Location
- Foxbury Avenue Chislehurst, Greater London, BR7 6SD England 51°24′59″N 0°04′54″E﻿ / ﻿51.4165°N 0.0816°E

Information
- Type: Private boarding school
- Religious affiliation: Islam
- Established: 1988
- Local authority: London Borough of Bromley
- Department for Education URN: 101695 Tables
- Ofsted: Reports
- Gender: Boys
- Age range: 11–18
- Enrolment: 159 (2018)
- Capacity: 155
- Campus size: 10 acres (4.0 ha)
- Campus type: Urban
- Website: www.darululoomlondon.co.uk

= Darul Uloom London =

Deobandi Muslim independent boarding school in Chislehurst, Greater London

Darul Uloom London is a boys, Islamic, private boarding school and sixth form in Chislehurst, Greater London, England. It is a Darul Uloom that was established in 1988.

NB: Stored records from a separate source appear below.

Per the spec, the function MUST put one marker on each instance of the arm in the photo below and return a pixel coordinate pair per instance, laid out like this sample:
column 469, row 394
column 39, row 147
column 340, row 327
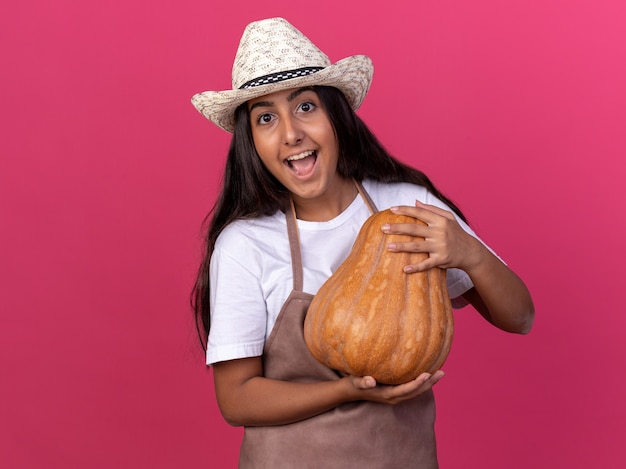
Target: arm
column 245, row 397
column 498, row 294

All pupils are boarders and they have two weekend home trips per month, and parents often visit on other weekends.

==Inspection==
The school was inspected by Ofsted in February 2025 and judged to require improvement because not all subjects are well-taught and because the curriculum at sixth form is too narrow. The standards for independent schools for quality of education and quality of leadership were not met. An additional inspection in November 2025 found the same. As of 2026, this is the most recent inspection.